Un día ves que en la web de la academia de sus hermanos aparece también su nombre. Otro día la nombran embajadora del tenis catalán. Y un tercer día la escuchas hablando de todo lo que pasó. Del túnel en el que se metió. Queriendo. Sin querer. Es lo de menos. El nombre de Arantxa Sánchez Vicario vuelve a sonar a tenis.
Porque, si nos gusta recordar cosas bonitas que nos han pasado, no somos pocos los que disfrutamos aquella estampa parisina de 1989. Un sol inmenso. La tierra batida rojiza como en sus mejores sobremesas. Y toda una Steffi Graf diciéndole al mundo que no. Que no podía ante aquel pundonor. Porque, antes de que llegase Rafa Nadal para no dar una bola por perdida, lo hizo Arantxa.
Y es que se labró un físico y una mentalidad para ganar y mucho. Y lo hizo. Tuvo una infancia diferente a la tuya y a la mía. Porque en las imágenes en sepia de la Sexta se la ve brincando con su hermanos. En unos columpios. Con aquella ropa que reconocemos y que nos eriza la piel. Pero también cuenta, con voz tiritona, que cuando llegaba la hora abandonaba los columpios. La piscina. Lo que fuera. Y se iba a entrenar.

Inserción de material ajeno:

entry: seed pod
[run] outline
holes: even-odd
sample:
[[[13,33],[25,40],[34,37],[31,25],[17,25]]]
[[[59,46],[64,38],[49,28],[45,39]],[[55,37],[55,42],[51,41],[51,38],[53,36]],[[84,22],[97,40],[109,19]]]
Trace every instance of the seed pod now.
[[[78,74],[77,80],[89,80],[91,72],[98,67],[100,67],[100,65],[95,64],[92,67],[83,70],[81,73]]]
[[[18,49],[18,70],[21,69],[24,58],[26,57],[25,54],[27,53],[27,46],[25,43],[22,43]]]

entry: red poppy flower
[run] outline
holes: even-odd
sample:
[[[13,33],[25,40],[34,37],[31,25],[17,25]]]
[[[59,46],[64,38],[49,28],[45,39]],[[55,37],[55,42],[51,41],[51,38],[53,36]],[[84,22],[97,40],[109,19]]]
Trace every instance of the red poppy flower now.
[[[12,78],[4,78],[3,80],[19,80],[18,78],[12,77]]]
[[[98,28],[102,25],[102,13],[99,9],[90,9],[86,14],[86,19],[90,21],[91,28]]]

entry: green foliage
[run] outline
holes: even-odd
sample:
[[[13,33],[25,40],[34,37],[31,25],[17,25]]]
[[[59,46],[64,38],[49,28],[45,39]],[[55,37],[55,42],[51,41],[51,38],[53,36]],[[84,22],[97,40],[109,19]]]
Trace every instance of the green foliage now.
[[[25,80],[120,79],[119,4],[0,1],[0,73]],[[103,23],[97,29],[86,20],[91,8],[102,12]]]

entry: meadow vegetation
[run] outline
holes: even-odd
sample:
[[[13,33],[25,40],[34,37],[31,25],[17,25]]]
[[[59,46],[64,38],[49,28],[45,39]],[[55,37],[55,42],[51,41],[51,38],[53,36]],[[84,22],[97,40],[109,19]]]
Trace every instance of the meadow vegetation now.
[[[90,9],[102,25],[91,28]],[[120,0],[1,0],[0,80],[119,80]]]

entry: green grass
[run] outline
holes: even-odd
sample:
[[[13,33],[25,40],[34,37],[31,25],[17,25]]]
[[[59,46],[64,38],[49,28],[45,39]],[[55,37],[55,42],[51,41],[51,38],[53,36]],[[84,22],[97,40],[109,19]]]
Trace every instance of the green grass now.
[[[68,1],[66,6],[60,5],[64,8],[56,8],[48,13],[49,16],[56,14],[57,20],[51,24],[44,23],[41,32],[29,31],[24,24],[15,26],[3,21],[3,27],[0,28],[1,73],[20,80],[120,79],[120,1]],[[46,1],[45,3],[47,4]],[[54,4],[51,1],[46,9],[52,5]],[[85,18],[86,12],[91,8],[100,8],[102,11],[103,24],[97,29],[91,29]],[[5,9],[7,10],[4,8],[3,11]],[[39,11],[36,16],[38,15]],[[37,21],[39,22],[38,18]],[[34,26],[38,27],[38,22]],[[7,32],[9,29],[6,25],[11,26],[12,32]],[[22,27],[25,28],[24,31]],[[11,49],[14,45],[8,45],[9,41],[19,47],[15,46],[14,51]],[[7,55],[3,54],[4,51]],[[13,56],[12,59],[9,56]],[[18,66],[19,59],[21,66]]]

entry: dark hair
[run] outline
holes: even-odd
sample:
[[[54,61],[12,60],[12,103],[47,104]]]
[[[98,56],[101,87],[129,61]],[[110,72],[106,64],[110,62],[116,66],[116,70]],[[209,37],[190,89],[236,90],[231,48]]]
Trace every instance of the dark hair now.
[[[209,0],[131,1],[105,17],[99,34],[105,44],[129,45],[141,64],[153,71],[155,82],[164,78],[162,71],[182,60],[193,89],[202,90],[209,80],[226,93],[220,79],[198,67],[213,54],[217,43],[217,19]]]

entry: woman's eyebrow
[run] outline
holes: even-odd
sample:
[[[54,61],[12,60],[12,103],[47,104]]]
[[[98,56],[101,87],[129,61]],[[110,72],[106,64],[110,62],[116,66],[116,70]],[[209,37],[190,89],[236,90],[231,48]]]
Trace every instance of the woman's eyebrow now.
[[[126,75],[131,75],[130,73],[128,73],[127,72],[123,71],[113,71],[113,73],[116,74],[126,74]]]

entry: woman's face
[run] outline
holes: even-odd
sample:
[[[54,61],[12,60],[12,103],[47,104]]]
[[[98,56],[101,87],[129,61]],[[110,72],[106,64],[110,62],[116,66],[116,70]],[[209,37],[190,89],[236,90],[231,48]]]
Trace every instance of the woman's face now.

Tras tanto esfuerzo llegaron los frutos. Tras tanta soledad, porque es lo que tiene el tenis, fue número uno del mundo y cosechó cuatro Grand Slams. Una cosecha que ahora injustamente consideramos escasa comparada con la de Rafa.
Lo que sí es justo es que en esa academia que lleva el apellido de la familia se vuelva a pronunciar su nombre. Porque es uno de esos preciosos clubes donde huele a césped recién cortado. A desayunos atropellados entre prisas y sueños. Y a tierra batida. Cuidada. Seleccionada. Húmeda. Como la misma que embadurnó a Arantxa aquel sábado en que nos quedamos pegados a la tele como hacíamos a la misma hora con Indurain.
La heridas se van cerrando, dice. Y vuelve el tenis. El juego. El esfuerzo. Las ilusiones que encierra ese momento en el que la bola besa la línea.